Early efforts for providing SBOMs were mostly spearheaded by the desire for legal compliance. Every software component is under a specific license, which might impose some obligations on its use. In order to be legally compliant, one must satisfy all the obligations of all the licenses. This is straightforward, but not easily accomplished. An obvious first step is to have a record of all components and all licenses, which is exactly what an SBOM is.
However, in the past couple of years, as a result of software supply chain attacks, the driving force behind SBOM adoption and the need to know the exact components inside each piece of software has been security. SBOMs are now expected to accompany some types of software delivery. For example, the United States Executive Order (EO) 14028 advises US government agencies to start requiring SBOMs for any hardware or software product they acquire.
What is a software bill of materials (SBOM)?
At a conceptual level, an SBOM is like a simple table of contents: it’s a comprehensive list of software components, with information on name, version, origin, and possibly additional information about licensing, vulnerabilities, provenance, or any other areas of interest. Because it can be easily understood, this information can be expressed in several formats: as a table, as a text document, as a spreadsheet, and so on. For the information to be useful, the same format should be understood and agreed upon by both members of an exchange.
Software Package Data Exchange (SPDX)
More than ten years ago, a group of interested individuals representing various companies started working on the problem of defining a common, standardized format that they called Software Package Data Exchange (SPDX).
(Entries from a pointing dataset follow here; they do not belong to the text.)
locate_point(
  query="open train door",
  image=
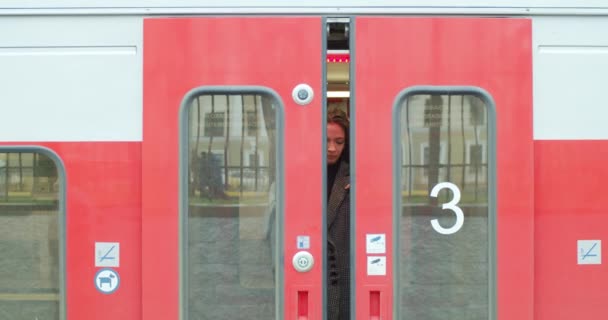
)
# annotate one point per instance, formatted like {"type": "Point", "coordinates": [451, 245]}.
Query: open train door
{"type": "Point", "coordinates": [232, 177]}
{"type": "Point", "coordinates": [444, 168]}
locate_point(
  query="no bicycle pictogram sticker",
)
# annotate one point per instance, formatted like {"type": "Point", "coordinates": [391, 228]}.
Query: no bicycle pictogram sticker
{"type": "Point", "coordinates": [107, 280]}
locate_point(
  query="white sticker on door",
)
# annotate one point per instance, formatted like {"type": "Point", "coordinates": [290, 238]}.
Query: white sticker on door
{"type": "Point", "coordinates": [376, 243]}
{"type": "Point", "coordinates": [589, 252]}
{"type": "Point", "coordinates": [107, 254]}
{"type": "Point", "coordinates": [376, 266]}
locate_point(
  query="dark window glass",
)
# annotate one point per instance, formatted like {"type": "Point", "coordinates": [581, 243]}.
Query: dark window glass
{"type": "Point", "coordinates": [29, 236]}
{"type": "Point", "coordinates": [214, 124]}
{"type": "Point", "coordinates": [443, 271]}
{"type": "Point", "coordinates": [232, 263]}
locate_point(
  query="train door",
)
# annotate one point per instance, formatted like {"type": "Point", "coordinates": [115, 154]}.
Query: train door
{"type": "Point", "coordinates": [441, 165]}
{"type": "Point", "coordinates": [232, 157]}
{"type": "Point", "coordinates": [443, 168]}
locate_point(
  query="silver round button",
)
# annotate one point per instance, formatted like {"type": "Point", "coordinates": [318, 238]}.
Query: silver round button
{"type": "Point", "coordinates": [302, 94]}
{"type": "Point", "coordinates": [303, 261]}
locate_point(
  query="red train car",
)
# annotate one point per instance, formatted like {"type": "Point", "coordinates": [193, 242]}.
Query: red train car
{"type": "Point", "coordinates": [164, 161]}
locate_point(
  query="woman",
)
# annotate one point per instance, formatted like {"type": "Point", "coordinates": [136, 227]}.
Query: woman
{"type": "Point", "coordinates": [338, 217]}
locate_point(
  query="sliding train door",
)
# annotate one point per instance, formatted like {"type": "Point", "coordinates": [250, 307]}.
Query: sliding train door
{"type": "Point", "coordinates": [443, 164]}
{"type": "Point", "coordinates": [232, 177]}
Everyone agreed that this standard should not be a competitive advantage for any specific company, so the work progressed following the open source principles completely, with open participation by anyone who wanted to contribute.
SPDX is an open standard for communicating SBOM information. Last year it was ratified as the international standard ISO/IEC 5962:2021. The SPDX specification is produced in a collaborative way gathering a large number of participants, organized into working groups according to their interests and expertise. Intel has been an active participant in many groups since the beginning, such as the technical team defining the SPDX specification, the legal team working on the SPDX License List, and the outreach team promoting the use of SPDX.
The approach taken by SPDX is that the information present in an SBOM should be factual. For example, it simply records the license declared for each software component and avoids legal interpretations of license terms or obligations. Another important characteristic of SPDX is that the information can be encoded in a variety of formats, like pure text with minimal structure, JSON, XML, RDF and even spreadsheets.
The structure of an SPDX document is hierarchical. In addition to information relevant to the document itself, like author and date, the information is presented at levels of increasing granularity, corresponding to packages, files, or snippets. Almost all the information at every level is optional, so one can generate an SBOM giving a general view or one containing information in excruciating detail. The flexibility of the format makes it ideal for any number of real-world use cases. For example, a recipient of an SBOM might only be interested in security vulnerability information, while another might care about which licenses the different components are under and the legal obligations they impose.
A number of tools can handle SPDX documents. Depending on the functionality and the precise point in the software supply chain where the tool operates, one can have a full taxonomy of tools. For example, the SPDX document might be produced while software is being built or it might be generated afterward by analyzing the software already built. Other tools consume this information and can analyze, transform, compare, or merge SPDX documents.
Working groups are currently designing the next major release version. SPDX version 3 is a major effort, restructuring the SBOM information into modular, compartmentalized sections. This will make it possible, for example, to have an SBOM with special emphasis on security and vulnerability information and less content on licensing details. Given the ever-increasing use cases for SBOMs, this modular approach is expected to result in more widespread adoption.